Protagonista è Edo, l’attuale Tokyo, che rappresentava il centro di questo stile galante del vivere, di quel mondo fluttuante detto Ukiyoe. Nel Medioevo giapponese in particolare con ukiyo, termine di derivazione buddista, si indicava la condizione d’impermanenza generata dalla vita quotidiana coi suoi attaccamenti, mentre la dottrina indicava la distanza e il distacco. E’ solo in seguito, nel Seicento, che il termine ha iniziato a identificare tutto ciò che avrà a che fare con il mondo e i suoi piaceri, perdendo la denotazione negativa iniziale.

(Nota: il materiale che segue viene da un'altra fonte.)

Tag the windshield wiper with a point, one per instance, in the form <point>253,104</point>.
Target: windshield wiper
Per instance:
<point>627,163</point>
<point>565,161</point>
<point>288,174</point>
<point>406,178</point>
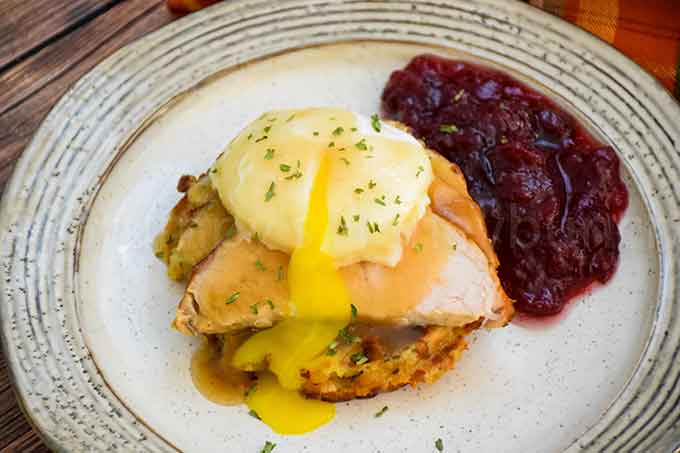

Le 500 opere in mostra -tra dipinti (circa il 20% del materiale esposto), stampe, incisioni, libri illustrati e paraventi- raccontano questo mondo in cui gli uomini hanno tentato, per un momento, di dimenticare la malinconia del mondo e della vita. Gli artisti presenti sono Moronobu, Harunbobu, Utamaro, Hokusai, Hiroshige, Kuniyoshi e tanti altri, ma tutti, esprimendosi con tecniche pittoriche diverse, hanno rappresentato la vita delle città senza notte e dei loro quartieri. Tra i più famosi c’era quello di Yoshiwara, la cui gestione era in mano alle cortigiane, che regolavano l’intrattenimento e i nuovi comportamenti di una fascia sociale emergente volta al puro piacere. Una coppia di paraventi, intitolata proprio Il piacere del mondo fluttuante(1640 circa) e realizzata da un anonimo, illustra magistralmente, come in una sequenza fotografica, questo vivere basato sulla soddisfazione delle pulsioni umane.
Nell’esposizione ci sono sei sezioni e, mentre nelle mostre di questo genere ci si è di solito attenuti ad un criterio cronologico, qui è stata adottata una suddivisione tematica, che si sofferma sul teatro, la tradizione, la natura, il paesaggio, i piaceri della vita nella città e soprattutto le bellezze femminili.
Va ricordato che la mostra riprende e si ricollega idealmente a quella di Hokusai del 1999, sempre realizzata e curata da Gian Carlo Calza a Milano. In questo modo si è rafforzato un legame inedito con il Giappone, che risponde ad una domanda crescente d’interesse visto il precedente successo di pubblico.